FSA clears Rose as M&S rejects latest Green bid

The Financial Services Authority (FSA) yesterday ruled Stuart Rose out of its investigation into trading in the shares and derivatives of Marks & Spencer ahead of the takeover bid from Philip Green.

The news gave Mr Rose, the M&S chief executive, an important boost before Monday's crucial trading update. Also out of the FSA inquiry is Michael Spencer, the chief executive of Icap, the money brokers.

In a statement, the FSA said: "On the basis of the facts the FSA has established, there are no ongoing inquiries in respect of Mr Stuart Rose."

Free of the FSA's investigation, Mr Rose will now embark on a major charm offensive starting with Monday's presentation followed by one-to-one meetings with shareholders throughout next week.

Mr Rose intends to prove to shareholders that the company is worth significantly more than Mr Green's proposed 400p-a-share bid, which M&S rebuffed yesterday. The retailer cited the significant risk of any bid from Mr Green being referred to the competition authorities as well as claiming the revised offer still undervalued the business.

Last night Mr Green continued to pile the pressure on Mr Rose. "If he doesn't get an Oscar on Monday then he's got problems. If he does we'll go home. The answer is, as of today, we're still there. The money is there and we've got to 6 August.
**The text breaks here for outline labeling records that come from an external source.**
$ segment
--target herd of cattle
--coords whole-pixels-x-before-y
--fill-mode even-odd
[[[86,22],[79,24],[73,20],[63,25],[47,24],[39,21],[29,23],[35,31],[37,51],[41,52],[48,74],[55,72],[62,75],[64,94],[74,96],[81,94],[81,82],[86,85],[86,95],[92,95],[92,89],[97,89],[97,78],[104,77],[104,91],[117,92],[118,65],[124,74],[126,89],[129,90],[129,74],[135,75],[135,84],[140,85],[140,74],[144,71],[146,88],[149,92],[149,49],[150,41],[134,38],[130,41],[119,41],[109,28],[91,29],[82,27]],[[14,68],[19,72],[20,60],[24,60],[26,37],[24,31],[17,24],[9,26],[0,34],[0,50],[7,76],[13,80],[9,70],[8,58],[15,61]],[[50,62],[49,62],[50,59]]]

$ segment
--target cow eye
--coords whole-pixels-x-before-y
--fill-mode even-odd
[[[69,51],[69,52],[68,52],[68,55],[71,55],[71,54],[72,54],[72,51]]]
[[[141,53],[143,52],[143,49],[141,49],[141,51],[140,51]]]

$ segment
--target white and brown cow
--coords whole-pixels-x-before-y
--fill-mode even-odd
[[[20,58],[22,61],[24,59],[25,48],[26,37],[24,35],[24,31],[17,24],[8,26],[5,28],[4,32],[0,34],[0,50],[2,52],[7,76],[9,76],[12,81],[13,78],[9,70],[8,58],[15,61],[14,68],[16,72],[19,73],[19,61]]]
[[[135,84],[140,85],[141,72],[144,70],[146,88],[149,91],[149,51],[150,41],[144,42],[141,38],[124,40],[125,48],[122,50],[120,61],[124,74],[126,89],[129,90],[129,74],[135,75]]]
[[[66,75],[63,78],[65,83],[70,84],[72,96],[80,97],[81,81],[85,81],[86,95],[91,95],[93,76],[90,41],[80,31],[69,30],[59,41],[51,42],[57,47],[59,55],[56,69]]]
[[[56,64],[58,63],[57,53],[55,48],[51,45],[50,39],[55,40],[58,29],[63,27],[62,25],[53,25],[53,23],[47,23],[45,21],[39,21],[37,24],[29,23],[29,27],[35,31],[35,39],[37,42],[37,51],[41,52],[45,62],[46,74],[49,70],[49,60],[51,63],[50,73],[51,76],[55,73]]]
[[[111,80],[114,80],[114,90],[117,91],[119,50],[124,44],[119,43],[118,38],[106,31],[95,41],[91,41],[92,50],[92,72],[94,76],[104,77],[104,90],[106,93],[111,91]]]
After Monday the shareholders will have to decide."

Mr Rose, it emerged yesterday, has been granted options worth £3.4m, or four times his basic salary, with a so-far undetermined strike price. He is already receiving a £1.25m signing-on fee and if Mr Green's bid is successful he will receive a £2.1m pay off.

Mr Green said the options should have a strike price of 400p, the level that the M&S board has said undervalues the company. Mr Green's bid is now thought to have the conditional support of about 20 per cent of M&S shareholders.

So far two shareholders ­ Brandes Investment Partners and Schroders Investment Management, which together have about 13 per cent ­ have said they would sell to Mr Green but only if the M&S board gave them the green light with a recommendation. More shareholders came on board yesterday, according to fund managers.

M&S said it would not recommend Mr Green's proposal, insisting it would prove on Monday that such an offer "significantly" undervalued the business and its prospects. It said there were competition issues with Mr Green's bid as well as uncertainty over the ownership structure of Revival Acquisitions, Mr Green's bidding vehicle. M&S also said Revival should clarify the extent of its proposed due diligence.

Revival hit back saying it was "puzzled why the board of M&S has questioned certain aspects of Revival's proposal only after not recommending it".

It said it was surprised M&S had not sought the clarifications it needed before it arrived at its decision.

"Revival has received no contact at all from either the board of M&S or its advisers regarding any aspects of the proposal that it made yesterday," it said.

The key battle ground is now likely to be fought over the views of the main long-term investing institutions, many of which are based in London.